Closed amorehead closed 1 year ago

amorehead commented 1 year ago

https://github.com/jasonkyuyim/se3_diffusion/blob/5be5b367bda4cc075fc9edc195188251acb846fe/experiments/train_se3_diffusion.py#L203

Hello. I was curious if the DistributedTrainSampler needs to be updated in response to the most recent changes to TrainSampler for clustering support. A related question is, does the batch_size=256 choice in base.yml correspond to training with a single A100 (80GB) GPU (instead of two A100s as originally done), by chance? If so, that would explain how and why DDP is currently not being used (since DistributedTrainSampler appears to not support clustering yet).

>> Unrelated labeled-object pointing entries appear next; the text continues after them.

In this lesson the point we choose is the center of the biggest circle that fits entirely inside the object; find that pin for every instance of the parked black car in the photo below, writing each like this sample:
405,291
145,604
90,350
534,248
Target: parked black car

jasonkyuyim commented 1 year ago

Hi, I don't use DistributedTrainSampler so I can't help much. I think just copying over the clustering code should work. (Ideally the samplers would inherit from a base sampler.) batch_size=256 was used with 2 40gb A100s so in theory a single 80gb A100 should work.

amorehead commented 1 year ago

Thanks for your quick reply. I think, going forward, it may make sense to replace DistributedTrainSampler with Lightning Fabric's DistributedSamplerWrapper. This neat class allows you to pass it an arbitrary custom Sampler (like TrainSampler), and it will handle all distributed sharding of the underlying dataset's indices (as I understand it). I'll personally be trying this out in PyTorch Lightning to see if it works as expected.